Photoprotein refers to broadly to a type of protein from bioluminescent organisms. The term was first used to describe the unusual chemistry of the Chaetopterus luminescent system. This was meant to distinguish them from other light-producing proteins because these do not exhibit a luciferin-luciferase reaction, that is, a normal enzyme-substrate reaction. That is to say that they do not display typical enzyme kinetics as seen in luciferases.

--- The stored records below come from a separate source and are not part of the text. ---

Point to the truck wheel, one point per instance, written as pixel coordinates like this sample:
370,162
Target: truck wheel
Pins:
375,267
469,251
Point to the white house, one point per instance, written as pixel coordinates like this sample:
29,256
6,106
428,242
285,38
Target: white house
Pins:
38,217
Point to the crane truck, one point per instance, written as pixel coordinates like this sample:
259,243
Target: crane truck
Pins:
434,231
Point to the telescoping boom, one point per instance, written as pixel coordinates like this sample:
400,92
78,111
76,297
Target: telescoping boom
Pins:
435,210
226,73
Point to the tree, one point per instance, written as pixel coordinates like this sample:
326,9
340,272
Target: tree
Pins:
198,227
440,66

Instead, these proteins display luminescence proportional to the amount of the protein. For example, the photoprotein aequorin will produce a flash of light when calcium is added rather than a prolonged glow that is seen for luciferases when luciferin is added. In this respect, it may appear that photoproteins are not enzymes, when in fact they do catalyze their bioluminescence reactions. This is due to a fast catalyic step, which produces the light, and a slow regeneration step, where the oxyluciferin is freed and another molecule of the luciferin will bind to the enzyme. Because of the kinetically slow step, each protein molecule must "recharge" with another molecule of luciferin before it can emit light again, and this makes it appear as though it is not behaving as a typical enzyme.
This can be considered analogous to flash bulbs for photograph used during the mid-20th century. During use, the magnesium filaments in each bulb would heat up to make a single flash (fast step), then the operator had to wait for the bulb to cool and exchange it out with a new bulb (slow step).